Yeah, this would have the same impact as enqueueing all updates by default. I know it’s a bit of a pain to have to enqueue these messages, but I think the alternative will have a worse effect overall. I may be able to do this specifically for the ChatBox controls. This is the one control that would/could/should expect updates to come from another thread.
I guess that would make sense. But, do as you think is best. It’s not an obligation.
Is it acceptable for me to hint that received network messages that directly modify the scene graph (or UI) may be a sign of a design problem that will bite you later?
Given that frames and network messages are so completely decoupled it generally makes more sense to share some kind of thread-safe state that the two use. I don’t know the specifics in this case, but even just enqueuing can be a little ‘dangerous’ since rendering may be tied up for some reason and network traffic may be bursty. In the worst case you could end up enqueuing several hundred Callables all updating the same target.
Otherwise, if you don’t care about threading then you can just create a message queue for all network traffic and handle the messages on the render thread. If you are using SpiderMonkey then you can even defer all message delivery this way by managing your own MessageListenerRegistry. I don’t recommend this approach really but I also don’t see it as markedly worse than enqueuing every scene change.
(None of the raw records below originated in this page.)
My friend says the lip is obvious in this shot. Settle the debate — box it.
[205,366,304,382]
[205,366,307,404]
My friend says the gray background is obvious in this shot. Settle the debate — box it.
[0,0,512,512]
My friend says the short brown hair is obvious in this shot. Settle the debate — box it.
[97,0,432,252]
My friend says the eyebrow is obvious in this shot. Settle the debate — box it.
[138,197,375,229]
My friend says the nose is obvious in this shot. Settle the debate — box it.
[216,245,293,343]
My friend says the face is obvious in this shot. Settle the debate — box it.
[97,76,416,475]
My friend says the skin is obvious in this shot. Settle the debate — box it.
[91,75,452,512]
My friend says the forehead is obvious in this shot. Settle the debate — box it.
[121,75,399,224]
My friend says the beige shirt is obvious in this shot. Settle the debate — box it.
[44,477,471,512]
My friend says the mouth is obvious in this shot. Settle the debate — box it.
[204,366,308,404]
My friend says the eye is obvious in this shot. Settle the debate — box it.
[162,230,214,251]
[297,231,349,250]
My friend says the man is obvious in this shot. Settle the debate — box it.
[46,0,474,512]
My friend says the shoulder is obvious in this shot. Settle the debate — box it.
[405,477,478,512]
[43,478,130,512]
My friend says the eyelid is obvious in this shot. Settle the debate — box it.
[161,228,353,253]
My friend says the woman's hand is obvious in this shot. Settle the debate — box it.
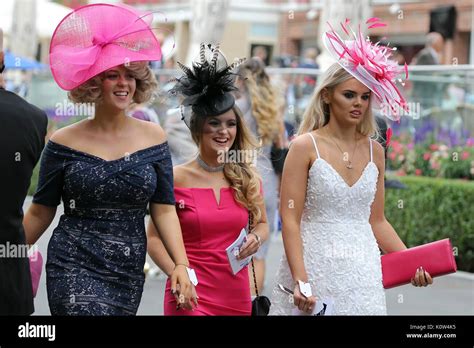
[411,267,433,287]
[237,232,262,260]
[171,265,197,310]
[293,284,316,314]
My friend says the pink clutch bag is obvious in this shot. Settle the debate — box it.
[382,239,457,289]
[29,251,43,297]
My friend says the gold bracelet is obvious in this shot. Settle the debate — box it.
[249,232,262,248]
[174,263,189,269]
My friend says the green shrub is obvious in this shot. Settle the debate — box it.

For having played tens of MMOs, some with very high population, chat traffic won’t be a huge issue. Considering we’ll have a max population of 100 and server-generated message will be low, I’m thinking less than a dozen of messages every second at the absolute worst of normal operation.
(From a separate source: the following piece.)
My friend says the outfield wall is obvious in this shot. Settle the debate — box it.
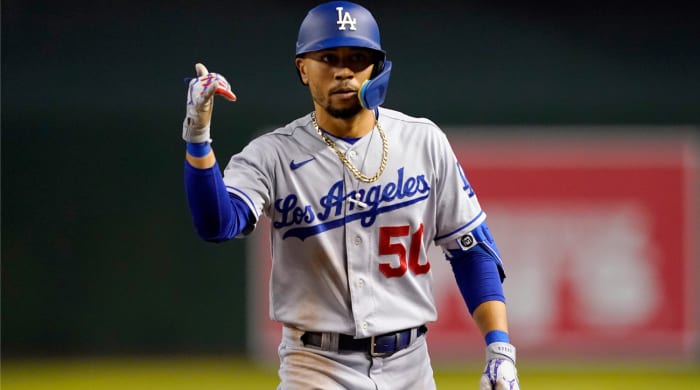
[248,127,699,361]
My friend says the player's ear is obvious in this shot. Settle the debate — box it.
[294,57,309,85]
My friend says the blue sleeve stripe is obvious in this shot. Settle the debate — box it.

For now we don’t need more than this, but there’s definitively a message queue scheme I’m keeping in the back of my head when the need arise. For now the important is to have some chat working.
The issue I posted was more of an afterthought after realizing the issue was there. Not because I lack the ability to find a fix.
Ok… I’ll add a secondary way of adding a new message to the control. I’ll keep what is currently there and then provide a secondary that will enqueue what you hand it. This way, you (or whoever) are not tied to using this if you decide on handling things in a different way.